In that role, in July 1880 he was named a member of the public education committee of the department of the Rhone.
He came to be known as a philanthropist, a French patriot and an eloquent speaker.
He was made a chevalier of the Legion of Honor in 1888.

In 1907 Lévy succeeded Zadoc Kahn as head of the central consistory, and thus as Chief Rabbi of France.
The election was opposed by one other candidate, Israël Lévi, who was appointed Deputy Chief Rabbi in 1914.
At the start of World War I (1914–18) Alfred Lévy established a list of military chaplains.
Each year of the war he published the soldier's Tefila, ritual prayers for use by Israelite soldiers on campaign.
His health deteriorated during the last two years of the war, and Israël Lévi acted as Chief Rabbi of France in his place.

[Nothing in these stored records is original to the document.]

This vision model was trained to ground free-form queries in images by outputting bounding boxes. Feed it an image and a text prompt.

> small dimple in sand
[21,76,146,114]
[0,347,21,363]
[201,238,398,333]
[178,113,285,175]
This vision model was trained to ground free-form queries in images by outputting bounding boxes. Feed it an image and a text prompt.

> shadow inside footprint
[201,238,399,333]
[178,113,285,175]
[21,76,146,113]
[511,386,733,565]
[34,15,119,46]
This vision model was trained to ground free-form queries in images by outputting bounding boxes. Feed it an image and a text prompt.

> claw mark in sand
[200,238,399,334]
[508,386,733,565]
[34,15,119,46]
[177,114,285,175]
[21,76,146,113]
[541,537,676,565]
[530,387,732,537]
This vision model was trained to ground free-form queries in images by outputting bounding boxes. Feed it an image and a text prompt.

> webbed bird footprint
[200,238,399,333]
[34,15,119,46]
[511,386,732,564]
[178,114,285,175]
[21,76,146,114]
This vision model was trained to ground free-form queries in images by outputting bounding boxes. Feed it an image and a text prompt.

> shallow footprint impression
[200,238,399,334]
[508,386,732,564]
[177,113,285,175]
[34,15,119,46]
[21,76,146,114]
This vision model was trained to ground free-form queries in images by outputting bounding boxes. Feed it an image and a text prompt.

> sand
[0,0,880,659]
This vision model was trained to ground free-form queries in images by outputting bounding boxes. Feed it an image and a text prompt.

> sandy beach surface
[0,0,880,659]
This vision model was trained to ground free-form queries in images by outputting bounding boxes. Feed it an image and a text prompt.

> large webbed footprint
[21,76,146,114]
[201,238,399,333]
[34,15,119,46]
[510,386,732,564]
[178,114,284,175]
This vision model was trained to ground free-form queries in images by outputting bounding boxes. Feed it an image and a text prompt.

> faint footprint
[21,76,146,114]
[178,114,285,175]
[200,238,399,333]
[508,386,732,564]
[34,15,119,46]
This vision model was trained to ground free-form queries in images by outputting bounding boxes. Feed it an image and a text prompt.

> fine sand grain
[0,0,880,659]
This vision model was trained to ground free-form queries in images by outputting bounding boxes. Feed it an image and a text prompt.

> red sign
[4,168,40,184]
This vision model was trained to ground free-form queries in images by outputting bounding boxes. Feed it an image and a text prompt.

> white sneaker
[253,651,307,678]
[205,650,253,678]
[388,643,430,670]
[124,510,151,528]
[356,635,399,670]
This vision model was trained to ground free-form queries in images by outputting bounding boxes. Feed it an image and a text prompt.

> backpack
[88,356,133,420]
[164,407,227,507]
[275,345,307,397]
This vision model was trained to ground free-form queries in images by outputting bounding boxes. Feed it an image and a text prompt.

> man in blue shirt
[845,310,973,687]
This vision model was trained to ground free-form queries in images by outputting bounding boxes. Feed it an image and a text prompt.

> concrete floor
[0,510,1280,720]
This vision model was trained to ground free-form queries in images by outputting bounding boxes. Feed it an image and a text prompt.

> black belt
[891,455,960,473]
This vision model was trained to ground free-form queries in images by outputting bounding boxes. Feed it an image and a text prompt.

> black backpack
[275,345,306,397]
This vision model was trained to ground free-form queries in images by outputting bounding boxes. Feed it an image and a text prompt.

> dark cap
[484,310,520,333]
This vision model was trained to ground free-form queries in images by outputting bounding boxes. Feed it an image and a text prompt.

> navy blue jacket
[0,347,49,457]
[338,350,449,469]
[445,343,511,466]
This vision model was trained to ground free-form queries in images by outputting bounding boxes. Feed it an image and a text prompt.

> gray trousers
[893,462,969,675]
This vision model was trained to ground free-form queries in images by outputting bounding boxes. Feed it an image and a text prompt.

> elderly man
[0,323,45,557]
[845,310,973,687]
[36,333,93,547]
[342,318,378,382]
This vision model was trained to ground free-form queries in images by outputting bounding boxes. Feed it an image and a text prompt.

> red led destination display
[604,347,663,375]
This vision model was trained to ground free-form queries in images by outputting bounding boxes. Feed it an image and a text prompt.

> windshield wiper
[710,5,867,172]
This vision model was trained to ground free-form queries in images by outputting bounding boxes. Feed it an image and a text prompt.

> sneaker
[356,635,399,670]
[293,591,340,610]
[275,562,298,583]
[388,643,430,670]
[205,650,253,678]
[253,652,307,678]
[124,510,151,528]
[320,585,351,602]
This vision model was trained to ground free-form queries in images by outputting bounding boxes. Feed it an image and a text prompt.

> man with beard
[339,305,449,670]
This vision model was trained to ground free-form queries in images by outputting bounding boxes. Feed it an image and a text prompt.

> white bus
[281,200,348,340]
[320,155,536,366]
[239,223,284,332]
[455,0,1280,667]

Alfred Lévy died at Pau, Pyrénées-Atlantiques on 23 July 1919 and was buried in Montparnasse Cemetery in Paris.
In 1923 his grandson Robert Gamzon founded the first chapter of the Éclaireurs Israélites de France (EIF) in Paris.
This scouting organization brought together native-born and immigrant Jewish youth, and affirmed their Jewish identity.
Alfred Lévy's granddaughter Renée Lévy (1906–1943) aided the Resistance during World War II and was executed by the Germans.
She is one of the 16 representatives of Fighting France who is buried at the Mémorial de la France combattante.

==Publications==

Lévy's publications include:
- Le Deuil et les Cérémonies Funèbres chez les Israélites Paris, 1879
- Notice sur les Israélites du Duché de Lorraine 1885
- Notice sur les Israélites de Lyon 1894
- Les Doctrines d'Israel, Recueil de Sermons Lyons, 1896.